Fakty są takie,że był na boisku podczas tego kompromitującego występu i nie zdołał odwrócić jego losów.Będąc liderem-a na taką miarę ma oczekiwania zarobkowe i sportowe jak słyszymy,powinien dać nam znacznie więcej.Ten mecz to przykład,ale jak stoi w artykule w innych kluczowych meczach było podobnie,w przekroju całego sezonu też nie pociągnął nas w górę.
Ja rozumiem(choć nie popieram!),że tacy goście jak Owen,Torres,Suarez mogli dojść do wniosku,że trzeba zmienić klub,żeby realizować ambicję(inna sprawa,jak co komu wyszło...),ale Sterling na dziś nie jest w sytuacji w/w a chce zachowywać się jak oni,tylko,że oni byli lokomotywami nas ciągnącymi,a on jest tylko obiecującym graczem.
Nie umniejszam mu jako piłkarzowi,nie skreślam i nie twierdze,że nic nie osiągnie,ale twierdze,że miał sezon bez fajerwerków i co najważniejsze mentalnie jest spaczony i lepiej dla wszystkich,żeby się go pozbyć inaczej on się będzie męczył z nami,a my z nim.

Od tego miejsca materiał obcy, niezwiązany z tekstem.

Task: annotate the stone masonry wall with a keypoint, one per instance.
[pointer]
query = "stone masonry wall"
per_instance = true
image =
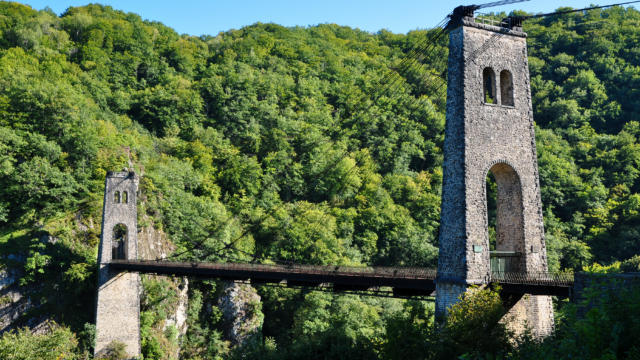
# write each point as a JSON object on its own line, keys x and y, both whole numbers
{"x": 118, "y": 300}
{"x": 482, "y": 137}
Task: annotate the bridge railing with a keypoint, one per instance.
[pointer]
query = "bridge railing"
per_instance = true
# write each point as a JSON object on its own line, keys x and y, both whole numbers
{"x": 378, "y": 271}
{"x": 534, "y": 278}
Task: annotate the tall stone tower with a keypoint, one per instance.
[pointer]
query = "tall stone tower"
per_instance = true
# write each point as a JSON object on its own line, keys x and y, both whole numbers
{"x": 118, "y": 300}
{"x": 489, "y": 128}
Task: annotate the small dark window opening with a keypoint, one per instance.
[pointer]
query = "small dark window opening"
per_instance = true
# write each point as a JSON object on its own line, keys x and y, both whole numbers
{"x": 119, "y": 243}
{"x": 489, "y": 85}
{"x": 506, "y": 88}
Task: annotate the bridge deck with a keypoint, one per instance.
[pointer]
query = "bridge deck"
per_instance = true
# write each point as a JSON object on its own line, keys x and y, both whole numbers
{"x": 404, "y": 281}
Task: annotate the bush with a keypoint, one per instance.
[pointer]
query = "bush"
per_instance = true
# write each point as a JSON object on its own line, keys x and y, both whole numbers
{"x": 59, "y": 344}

Jak chce rozwiązać umowę to niech zgłosi się do tych,z którymi ją podpisał i zaproponuje satysfakcjonujące ich warunki,ale pamiętajmy że mogą powiedzieć-nie bo nie i też mają do tego prawo.Mógł nie podpisywać tak długiej umowy.
Ma ch**owego agenta to jasne, ale to nie jest tak, że On jest w tej sytuacji tym złym. Klub też się nie popisał.
Co masz do zarzucenia w tej sytuacji Klubowi?
Oczywiście, że brak Coutinho byłby bardziej odczuwalny niż brak Sterlinga, Filip ma to "coś" i większą nieprzewidywalność niż Raheem.
Sterling nie jest efektywny i nie daje punktów swoją grą?
Nie do końca się zgodzę, jego gole i asysty dawały punkty, podobnie , jak jego współpraca z Coutinho i Hendersonem, która mom zdaniem jest kluczowa do jakiegokolwiek sensu w grze Liverpoolu.
Bez tej trójki- Flipa, Jordana i Raheema, bylibyśmy w dużo głębszej dupie niż teraz.